Qualification alone tells you what this group is made of. Al-Nashama finished second in their AFC third-round group, behind South Korea but ahead of Iraq, Oman, Palestine and Kuwait. That is no soft route. It is a campaign that forges resilience.
On the touchline stands Jamal Sellami, a Moroccan coach with a strong track record in his homeland and a continental pedigree after guiding Morocco’s local-national team to the 2018 African Nations Championship title. He has been open about his ambition: to mirror, in some way, what Morocco did in Qatar, when they became the first African and Arab nation to reach a World Cup semi-final.
Half of his squad – 13 of the 26 – play their club football in Jordan. That domestic core brings familiarity, shared habits and an understanding that can take other nations weeks to find at a tournament. It is a subtle advantage in a group where Jordan will need every edge they can get.
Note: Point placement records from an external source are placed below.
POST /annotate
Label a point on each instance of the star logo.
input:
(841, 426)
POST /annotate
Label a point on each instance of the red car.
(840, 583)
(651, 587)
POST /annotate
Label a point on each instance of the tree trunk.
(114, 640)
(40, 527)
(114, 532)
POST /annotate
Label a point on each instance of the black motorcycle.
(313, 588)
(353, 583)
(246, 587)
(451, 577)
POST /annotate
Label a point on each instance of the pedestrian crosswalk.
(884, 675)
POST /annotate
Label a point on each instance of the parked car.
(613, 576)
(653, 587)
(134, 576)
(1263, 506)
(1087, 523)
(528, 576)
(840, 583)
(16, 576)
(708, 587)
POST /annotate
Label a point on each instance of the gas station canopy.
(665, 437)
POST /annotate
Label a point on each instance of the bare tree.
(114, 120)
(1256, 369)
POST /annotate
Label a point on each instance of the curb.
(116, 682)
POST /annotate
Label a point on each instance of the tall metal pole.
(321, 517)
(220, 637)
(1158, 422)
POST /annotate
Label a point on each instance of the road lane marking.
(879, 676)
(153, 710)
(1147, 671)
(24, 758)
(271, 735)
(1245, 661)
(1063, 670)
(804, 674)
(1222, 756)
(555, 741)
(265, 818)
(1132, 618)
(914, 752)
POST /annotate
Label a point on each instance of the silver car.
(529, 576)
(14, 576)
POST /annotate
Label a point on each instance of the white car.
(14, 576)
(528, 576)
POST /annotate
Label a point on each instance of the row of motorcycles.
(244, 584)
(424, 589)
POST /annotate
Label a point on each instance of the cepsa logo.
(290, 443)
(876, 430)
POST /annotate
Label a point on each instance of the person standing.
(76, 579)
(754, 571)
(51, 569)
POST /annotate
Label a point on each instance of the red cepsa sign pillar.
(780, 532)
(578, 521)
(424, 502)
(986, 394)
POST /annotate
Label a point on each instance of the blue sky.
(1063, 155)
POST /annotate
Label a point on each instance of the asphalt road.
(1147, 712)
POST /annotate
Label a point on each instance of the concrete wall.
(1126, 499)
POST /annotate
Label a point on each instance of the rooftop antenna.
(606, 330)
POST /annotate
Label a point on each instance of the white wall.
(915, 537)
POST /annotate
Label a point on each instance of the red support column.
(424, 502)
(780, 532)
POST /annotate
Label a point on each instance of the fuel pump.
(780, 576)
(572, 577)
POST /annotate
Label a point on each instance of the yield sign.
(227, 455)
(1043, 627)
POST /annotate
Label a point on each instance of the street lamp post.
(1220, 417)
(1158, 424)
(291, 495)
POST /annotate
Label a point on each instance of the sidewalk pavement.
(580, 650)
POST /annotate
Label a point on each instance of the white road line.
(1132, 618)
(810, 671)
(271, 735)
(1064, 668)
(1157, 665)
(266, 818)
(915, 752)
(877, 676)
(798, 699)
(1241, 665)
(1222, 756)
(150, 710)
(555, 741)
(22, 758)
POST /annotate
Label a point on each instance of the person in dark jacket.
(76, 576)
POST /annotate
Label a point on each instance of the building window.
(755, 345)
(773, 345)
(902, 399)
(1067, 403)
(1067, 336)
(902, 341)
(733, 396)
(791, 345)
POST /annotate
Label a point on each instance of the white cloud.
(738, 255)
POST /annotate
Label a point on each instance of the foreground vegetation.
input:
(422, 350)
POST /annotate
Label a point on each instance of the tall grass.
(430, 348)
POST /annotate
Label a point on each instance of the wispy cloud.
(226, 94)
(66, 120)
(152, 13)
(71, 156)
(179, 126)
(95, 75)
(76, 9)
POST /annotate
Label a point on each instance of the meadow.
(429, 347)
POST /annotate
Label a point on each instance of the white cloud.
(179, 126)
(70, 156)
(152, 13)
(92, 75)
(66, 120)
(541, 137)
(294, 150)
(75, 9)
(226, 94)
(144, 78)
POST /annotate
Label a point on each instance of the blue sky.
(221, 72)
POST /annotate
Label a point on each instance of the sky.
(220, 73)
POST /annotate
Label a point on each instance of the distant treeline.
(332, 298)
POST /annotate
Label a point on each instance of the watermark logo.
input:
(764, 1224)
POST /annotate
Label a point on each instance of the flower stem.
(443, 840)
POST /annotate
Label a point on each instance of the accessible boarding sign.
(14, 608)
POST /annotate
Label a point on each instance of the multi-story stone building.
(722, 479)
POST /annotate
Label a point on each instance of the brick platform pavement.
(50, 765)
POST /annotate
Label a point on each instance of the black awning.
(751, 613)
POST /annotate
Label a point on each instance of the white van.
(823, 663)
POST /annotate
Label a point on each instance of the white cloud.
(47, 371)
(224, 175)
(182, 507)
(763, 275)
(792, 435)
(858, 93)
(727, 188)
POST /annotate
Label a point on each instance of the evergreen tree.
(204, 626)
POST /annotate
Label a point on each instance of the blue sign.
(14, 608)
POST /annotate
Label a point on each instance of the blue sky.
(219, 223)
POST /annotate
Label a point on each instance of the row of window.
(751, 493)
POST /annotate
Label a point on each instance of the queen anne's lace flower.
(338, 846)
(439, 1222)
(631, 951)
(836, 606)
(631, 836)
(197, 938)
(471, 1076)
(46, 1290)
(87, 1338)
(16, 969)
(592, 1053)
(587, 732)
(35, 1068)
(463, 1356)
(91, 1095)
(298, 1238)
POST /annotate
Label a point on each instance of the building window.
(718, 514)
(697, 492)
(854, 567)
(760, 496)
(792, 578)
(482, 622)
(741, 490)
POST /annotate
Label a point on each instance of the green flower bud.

There has been a significant blow. Striker Yazan Al-Naimat, one of their key attacking options, suffered an ACL injury in December and misses the tournament. His absence strips away a focal point and forces Sellami to reconfigure his front line.
Defensively, captain Ehsan Haddad marshals the backline from Al-Hussein, while Yazan Al-Arab, one of the few players based outside the Middle East, arrives with experience from FC Seoul. They will be busy. They will also be vital.
Star man: Al-Tamari, the hope and the spark
All roads to a Jordanian upset run through Mousa Al-Tamari. The Rennes forward is the finest player the country has produced and the first Jordanian to play in Ligue 1. At home he carries a nickname that says everything about the expectations on his shoulders: the ‘Jordanian Messi’.
His pace, dribbling and willingness to take responsibility give Jordan a weapon that can trouble any defence on the counter. If this group is to witness a shock with Jordan at its centre, Al-Tamari will almost certainly be the architect.
Prediction: Ready to fight, whatever the odds
Jordan’s best shot comes early. The opener against Austria in Santa Clara is their most winnable fixture; a point there would echo around the tournament. Anything taken from Algeria would be historic. And then comes Argentina at AT&T Stadium in Dallas, a final group game that will be the biggest night Jordanian football has ever known, regardless of what the table says.
So Group J offers a defending champion chasing history, a legend nearing his last bow, a resurgent Algeria, a relentless Austria and a fearless debutant. Argentina should lead. The real tension lies just beneath them.
Who blinks first when everything is on the line: Mahrez and Algeria’s golden generation, or Rangnick’s pressing machine? And if Messi does stride into the knockouts on top of this group, who will be left standing behind him, still dreaming?